Wednesday 25 November 2009



I just watched this documentary on Berlin, has made me extremely excited for New Year, it had this part on this controversial 1920s actress Anita Berber, I found her lifestyle very interesting, especially for those days. Must have been outrageous ha.

Anita Berber (June 10, 1899 – November 10, 1928) was a German dancer, actress, writer, and prostitute who was the subject of an Otto Dix painting. She lived during the Weimar period.

Born in Leipzig to divorced bohemian parents (a cabaret artist and a violinist), she was raised mainly by her grandmother in Dresden. By the time she was 16, she had moved to Berlin and made her debut as a cabaret dancer. By 1918 she was working in film, and she began dancing nude in 1919. She was scandalous, androgynous and infamous, quickly making a name for herself on the Berlin scene. She wore heavy dancer’s make-up, which on the black and white photos and films of the time came across as jet black lipstick painted across the heart-shaped part of her skinny lips, and charcoaled eyes.

Her hair was cut fashionably into a short bob and was frequently bright red, as in 1925 when the German painter Otto Dix painted a portrait of her, titled "The Dancer Anita Berber". Her dancer friend and sometime lover Sebastian Droste, who performed in the film Algol (1920), was skinny and had black hair with gelled up curls much like sideburns. Neither of them wore much more than lowslung loincloths and Anita occasionally a corsage worn well below her small breasts.[1]

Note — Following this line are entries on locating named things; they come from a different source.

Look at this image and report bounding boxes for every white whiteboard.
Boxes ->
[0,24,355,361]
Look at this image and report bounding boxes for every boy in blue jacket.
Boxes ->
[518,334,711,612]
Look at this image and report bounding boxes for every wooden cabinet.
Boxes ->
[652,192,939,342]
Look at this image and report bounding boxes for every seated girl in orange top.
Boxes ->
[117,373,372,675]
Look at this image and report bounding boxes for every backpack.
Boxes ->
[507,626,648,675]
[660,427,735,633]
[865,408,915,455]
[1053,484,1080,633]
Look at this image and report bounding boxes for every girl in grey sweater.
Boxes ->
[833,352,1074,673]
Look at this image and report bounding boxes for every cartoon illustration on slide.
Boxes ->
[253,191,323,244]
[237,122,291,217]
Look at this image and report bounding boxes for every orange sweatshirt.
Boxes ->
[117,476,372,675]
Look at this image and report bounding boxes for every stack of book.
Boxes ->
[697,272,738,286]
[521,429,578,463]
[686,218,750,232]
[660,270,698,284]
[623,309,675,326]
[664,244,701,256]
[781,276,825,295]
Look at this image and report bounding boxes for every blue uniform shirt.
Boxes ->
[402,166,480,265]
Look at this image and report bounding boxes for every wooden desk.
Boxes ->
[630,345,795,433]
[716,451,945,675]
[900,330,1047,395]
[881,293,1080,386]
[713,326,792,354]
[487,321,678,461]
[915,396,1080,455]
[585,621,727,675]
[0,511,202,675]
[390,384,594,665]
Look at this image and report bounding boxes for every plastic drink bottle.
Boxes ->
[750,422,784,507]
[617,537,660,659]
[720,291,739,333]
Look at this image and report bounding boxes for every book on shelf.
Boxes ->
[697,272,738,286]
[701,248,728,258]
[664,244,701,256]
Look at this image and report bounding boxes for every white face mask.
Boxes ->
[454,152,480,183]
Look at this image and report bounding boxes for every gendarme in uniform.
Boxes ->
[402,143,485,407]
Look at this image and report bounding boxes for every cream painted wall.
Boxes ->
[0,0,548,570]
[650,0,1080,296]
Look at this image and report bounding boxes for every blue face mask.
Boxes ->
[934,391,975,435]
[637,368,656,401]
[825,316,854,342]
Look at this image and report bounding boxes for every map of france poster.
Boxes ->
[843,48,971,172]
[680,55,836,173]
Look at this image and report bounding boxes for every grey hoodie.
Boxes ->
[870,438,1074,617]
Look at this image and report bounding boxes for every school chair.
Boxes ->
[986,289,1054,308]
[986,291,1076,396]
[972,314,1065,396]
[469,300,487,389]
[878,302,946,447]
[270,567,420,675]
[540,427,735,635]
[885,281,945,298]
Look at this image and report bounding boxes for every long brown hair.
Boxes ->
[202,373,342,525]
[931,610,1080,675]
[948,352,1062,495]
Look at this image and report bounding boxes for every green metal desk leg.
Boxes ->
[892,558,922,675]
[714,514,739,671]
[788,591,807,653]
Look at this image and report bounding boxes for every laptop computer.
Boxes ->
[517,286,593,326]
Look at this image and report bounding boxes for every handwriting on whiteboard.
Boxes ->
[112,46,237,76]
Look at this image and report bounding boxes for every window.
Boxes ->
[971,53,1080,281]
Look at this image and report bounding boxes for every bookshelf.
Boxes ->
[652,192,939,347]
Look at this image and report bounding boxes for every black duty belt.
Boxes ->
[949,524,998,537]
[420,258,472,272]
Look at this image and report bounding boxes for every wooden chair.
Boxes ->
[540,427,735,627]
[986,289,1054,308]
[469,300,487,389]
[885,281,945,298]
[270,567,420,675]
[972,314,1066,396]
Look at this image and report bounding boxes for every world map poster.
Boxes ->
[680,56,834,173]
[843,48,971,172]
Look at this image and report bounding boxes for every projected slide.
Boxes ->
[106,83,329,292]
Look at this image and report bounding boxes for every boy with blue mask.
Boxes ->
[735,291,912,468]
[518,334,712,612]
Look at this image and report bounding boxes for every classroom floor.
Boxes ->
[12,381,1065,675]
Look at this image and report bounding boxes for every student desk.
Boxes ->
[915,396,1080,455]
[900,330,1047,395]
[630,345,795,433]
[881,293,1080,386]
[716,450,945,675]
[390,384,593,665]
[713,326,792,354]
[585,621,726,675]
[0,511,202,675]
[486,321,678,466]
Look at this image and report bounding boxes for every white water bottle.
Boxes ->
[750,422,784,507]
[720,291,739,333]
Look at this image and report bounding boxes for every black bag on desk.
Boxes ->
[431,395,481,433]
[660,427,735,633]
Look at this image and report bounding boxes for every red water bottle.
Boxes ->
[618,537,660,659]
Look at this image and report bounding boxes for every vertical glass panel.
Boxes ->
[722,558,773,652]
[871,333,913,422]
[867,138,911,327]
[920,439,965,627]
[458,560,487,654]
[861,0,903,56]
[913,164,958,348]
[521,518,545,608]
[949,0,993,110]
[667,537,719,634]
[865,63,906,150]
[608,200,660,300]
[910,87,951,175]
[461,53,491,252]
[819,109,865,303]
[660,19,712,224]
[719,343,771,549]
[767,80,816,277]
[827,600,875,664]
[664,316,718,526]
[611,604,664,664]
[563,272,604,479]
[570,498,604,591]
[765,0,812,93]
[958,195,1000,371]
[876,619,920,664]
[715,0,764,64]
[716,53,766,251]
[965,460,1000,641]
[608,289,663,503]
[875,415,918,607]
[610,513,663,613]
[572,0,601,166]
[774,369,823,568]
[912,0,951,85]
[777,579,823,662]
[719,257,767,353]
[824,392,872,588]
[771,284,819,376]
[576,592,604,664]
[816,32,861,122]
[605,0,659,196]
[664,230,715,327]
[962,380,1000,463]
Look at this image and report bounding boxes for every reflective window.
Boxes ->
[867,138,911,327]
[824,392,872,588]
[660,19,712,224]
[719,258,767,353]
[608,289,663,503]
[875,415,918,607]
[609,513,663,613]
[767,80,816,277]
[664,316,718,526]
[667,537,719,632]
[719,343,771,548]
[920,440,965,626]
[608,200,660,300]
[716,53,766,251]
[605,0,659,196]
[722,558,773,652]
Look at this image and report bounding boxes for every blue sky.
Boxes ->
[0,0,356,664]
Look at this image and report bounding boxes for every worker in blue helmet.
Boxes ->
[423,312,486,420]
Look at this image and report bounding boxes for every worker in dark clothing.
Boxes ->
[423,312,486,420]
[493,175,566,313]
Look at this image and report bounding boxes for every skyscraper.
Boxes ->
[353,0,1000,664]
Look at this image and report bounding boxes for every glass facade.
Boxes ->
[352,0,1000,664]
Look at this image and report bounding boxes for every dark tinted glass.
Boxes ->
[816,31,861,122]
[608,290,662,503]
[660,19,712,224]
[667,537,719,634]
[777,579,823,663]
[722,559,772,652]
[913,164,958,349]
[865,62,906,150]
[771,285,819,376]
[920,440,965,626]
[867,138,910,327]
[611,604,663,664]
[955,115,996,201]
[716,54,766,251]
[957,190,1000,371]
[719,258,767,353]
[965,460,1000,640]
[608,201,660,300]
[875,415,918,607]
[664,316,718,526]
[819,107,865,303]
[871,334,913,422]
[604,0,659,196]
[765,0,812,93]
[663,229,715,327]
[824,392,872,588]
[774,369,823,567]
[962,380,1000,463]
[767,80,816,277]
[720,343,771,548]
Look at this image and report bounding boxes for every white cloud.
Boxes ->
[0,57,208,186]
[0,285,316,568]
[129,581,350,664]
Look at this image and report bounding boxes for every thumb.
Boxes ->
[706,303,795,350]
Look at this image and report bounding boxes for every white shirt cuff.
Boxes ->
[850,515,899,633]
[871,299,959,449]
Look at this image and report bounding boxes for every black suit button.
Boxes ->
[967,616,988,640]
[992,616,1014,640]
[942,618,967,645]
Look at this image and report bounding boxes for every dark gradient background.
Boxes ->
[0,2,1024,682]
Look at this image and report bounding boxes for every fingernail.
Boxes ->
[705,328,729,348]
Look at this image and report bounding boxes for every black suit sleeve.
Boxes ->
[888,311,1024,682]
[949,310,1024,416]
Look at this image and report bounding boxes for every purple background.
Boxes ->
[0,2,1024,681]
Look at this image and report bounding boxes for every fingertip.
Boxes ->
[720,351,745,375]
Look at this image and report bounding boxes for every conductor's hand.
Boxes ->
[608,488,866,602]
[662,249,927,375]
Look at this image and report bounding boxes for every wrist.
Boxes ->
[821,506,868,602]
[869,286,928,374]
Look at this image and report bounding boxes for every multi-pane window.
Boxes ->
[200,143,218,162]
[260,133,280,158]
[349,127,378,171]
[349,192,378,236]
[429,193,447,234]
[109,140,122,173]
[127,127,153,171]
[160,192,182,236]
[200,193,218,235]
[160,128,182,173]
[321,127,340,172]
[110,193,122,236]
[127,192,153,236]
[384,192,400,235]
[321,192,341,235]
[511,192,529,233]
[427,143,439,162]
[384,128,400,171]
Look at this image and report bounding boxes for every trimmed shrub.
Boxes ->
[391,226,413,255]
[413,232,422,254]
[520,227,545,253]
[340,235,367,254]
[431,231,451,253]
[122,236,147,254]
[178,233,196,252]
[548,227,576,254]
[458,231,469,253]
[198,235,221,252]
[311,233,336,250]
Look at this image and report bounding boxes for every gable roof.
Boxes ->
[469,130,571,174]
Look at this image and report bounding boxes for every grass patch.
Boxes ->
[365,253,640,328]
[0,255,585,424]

Her performances broke boundaries with their androgyny and total nudity, but it was her public appearances that really challenged taboos. Berber's overt cocaine use and bisexuality were matters of public chatter. She was allegedly the sexual slave of a woman and the woman's 15-year-old daughter. She could often be seen in Berlin's hotel lobbies, nightclubs and casinos; she would walk around naked except for a sable fur, carrying a pet monkey and a silver brooch full of cocaine, while flaunting her lesbian lovers—removing the barrier between performance and normal life. Besides being a cocaine addict, she was an alcoholic, but at the age of 29, gave up both suddenly and completely. According to Mel Gordon in The Seven Addictions and Five Professions of Anita Berber, she was diagnosed with severe tuberculosis while performing abroad. She died on November 10, 1928 in a Kreuzberg hospital and was buried at St. Thomas cemetery in Neukölln. According to Lucinda Jarrett she was married three times (secondly to Droste) and died after a collapse in Damascus.